Physical and Occupational Therapy in Pediatrics published research on the effects of prolonged standing on the walking patterns of children with cerebral palsy. Six children with spastic cerebral palsy (Gross Motor Function Classification Levels II and III) participated in this study over a period of 9 weeks. The first three weeks the children received physical therapy. The second three weeks the children received physical therapy and prolonged periods of standing, 3x per week. The last three weeks the children received only physical therapy again. Before and after each 3 week phase, gait analysis and spasticity assessment was performed. The results indicated that after the middle three week period with prolonged standing, testing showed a significant difference in improvements noted in the following areas: stride length, gait speed, stride time, stance phase time, double support time, muscle tone, and peak dorsiflexion angle during midstance. These results were not sustained when tested again 3 weeks later. The researchers recommend additional research with larger sample size and to establish specific duration and frequency of the standing program.

Reference: Yasser Salem‌ Venita Lovelace-Chandler‌ Reta J. Zabel‌ Amy Gross McMillan‌ Effects of Prolonged Standing on Gait in Children with Spastic Cerebral Palsy Physical & Occupational Therapy in Pediatrics February 2010, Vol. 30, No. 1, Pages 54-65

2 comments:

TherExtras said...

Thanks for bringing this to the fore, Margaret. I cannot help but own-up to believing (one of) the authors and journal credible. This is why I write (repeatedly) trust who you believe (i.e. if you believe it you are trusting who told you). Venita is a trusted therapist-researcher.

This study affirms what I believe also regarding the benefits of standing for mitigating the orthopedic consequences of neural impairment through stretching and exercise. Standing is exercise in small ROMs.

Yet, small n precludes extrapolating the results.

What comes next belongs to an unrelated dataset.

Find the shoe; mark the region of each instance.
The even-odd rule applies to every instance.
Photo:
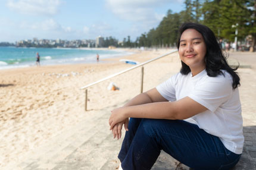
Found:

I can't help but wonder...if standing was shown (statistically in research) to increase the length and strength of muscles in children w/ CP - standing would be recognized as exercise and gain all the credibility of the effects of exercise already verified by research. No? Must also point-out how incredibly labor intensive it is to take data on gait.

As much as I LOVE our dialogues here, where is everyone else?! I would sure like to see more comments on this excellent blog!

Barbara

Your Therapy Source Inc said...

Good question to ponder about standing as exercise. I would agree that children are definitly working in small ranges while standing, no doubt about it. Contracting and relaxing many different muscles at different times. I have never seen standing to be a totally static posture. Just like I must work my muscles in standing to have good posture (which I don't but wish I did).

I wish more therapists would comment. Not sure why they don't. Thousands of people read the blog based on web statistics. I have had this discussion before with other therapists who blog. It is my opinion, that some therapists are not very verbose when it comes to offering an opinion on treatment techniques unless they are very well versed in the topic. Just my personal opinion.